By Liam Dynes
Originally published on Jan. 21, 2003 in The Brock Press
The elimination of the OAC year of high schools in Ontario has resulted in massive increases in university applications for September.
With the double cohort year looming, universities have been preparing for a large influx of first-year students. The Jan. 15 deadline to apply to Ontario universities has allowed Brock University its first chance to see how its enrolment will be affected this coming fall.
“As of this morning [Friday, Jan. 17], we have 26,271 applications,” said Barb Anderson from Brock’s registrar’s office, “which is a 126 per cent increase from last year at this time, when we had 11,621. Of those numbers, 5,028 applications place Brock as a first choice, which is up 76 per cent from the same time last year.”
Second choice applications are also up by 77 per cent, third choices are up 70 per cent and choices beyond the top three amount to 11,816, up more than 350 per cent from the 3,328 received last year. But with all of these increased numbers, Anderson feels it is important to realize that the actual number of students applying is not quite as high.
“We treat all applications equally, no matter where in the ranking they are found,” said Anderson. “But even with those numbers, the actual number of applicants is probably around 17,000 when double applications are taken into account.”

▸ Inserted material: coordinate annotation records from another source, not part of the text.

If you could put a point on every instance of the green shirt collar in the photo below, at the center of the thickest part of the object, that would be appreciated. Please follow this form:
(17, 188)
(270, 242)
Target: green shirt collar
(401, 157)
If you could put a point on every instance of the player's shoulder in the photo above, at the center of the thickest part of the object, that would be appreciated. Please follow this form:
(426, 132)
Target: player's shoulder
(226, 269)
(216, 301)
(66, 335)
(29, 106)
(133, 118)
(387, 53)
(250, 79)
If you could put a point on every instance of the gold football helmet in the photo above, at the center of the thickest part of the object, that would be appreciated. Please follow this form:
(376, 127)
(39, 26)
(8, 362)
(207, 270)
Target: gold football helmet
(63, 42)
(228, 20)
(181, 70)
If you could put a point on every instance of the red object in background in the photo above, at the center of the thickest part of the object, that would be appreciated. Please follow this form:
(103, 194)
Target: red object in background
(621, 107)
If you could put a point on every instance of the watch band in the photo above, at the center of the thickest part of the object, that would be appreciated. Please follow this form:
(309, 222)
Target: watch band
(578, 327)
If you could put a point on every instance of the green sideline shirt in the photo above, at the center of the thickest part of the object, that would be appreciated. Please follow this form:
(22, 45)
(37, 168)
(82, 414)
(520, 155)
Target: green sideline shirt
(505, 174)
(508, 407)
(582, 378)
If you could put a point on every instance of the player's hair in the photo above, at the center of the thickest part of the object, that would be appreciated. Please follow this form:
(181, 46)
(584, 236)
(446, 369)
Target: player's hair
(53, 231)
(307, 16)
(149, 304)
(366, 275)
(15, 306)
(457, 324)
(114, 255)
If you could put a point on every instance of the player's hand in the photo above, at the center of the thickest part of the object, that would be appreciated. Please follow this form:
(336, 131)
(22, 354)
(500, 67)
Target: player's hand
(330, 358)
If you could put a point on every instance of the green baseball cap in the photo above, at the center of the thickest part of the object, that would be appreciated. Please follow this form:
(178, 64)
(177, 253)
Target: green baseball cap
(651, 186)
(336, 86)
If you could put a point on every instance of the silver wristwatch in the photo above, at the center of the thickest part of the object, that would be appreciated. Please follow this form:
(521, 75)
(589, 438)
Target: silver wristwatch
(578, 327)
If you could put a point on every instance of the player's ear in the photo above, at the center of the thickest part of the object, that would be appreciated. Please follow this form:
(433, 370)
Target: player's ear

Brock’s administration is confident that, even with large prospective numbers, the university will be able to handle itself. “It’s a bit of a mouthful,” said Brock President David Atkinson. “One of the problems right now is that we’re not sure what that actually means, as the 26,000 number is a gross number, referring to all choices, but we do know that these applications tend to pool in high demand programs, such as child and youth studies or sports management.”
Atkinson also says that the school has yet to set a firm plan on how to deal with these applications, as the numbers tend to fluctuate over the next couple weeks, and once the field of applicants solidifies, Brock can start to look at filling its expected 3,725 first year spots for the fall.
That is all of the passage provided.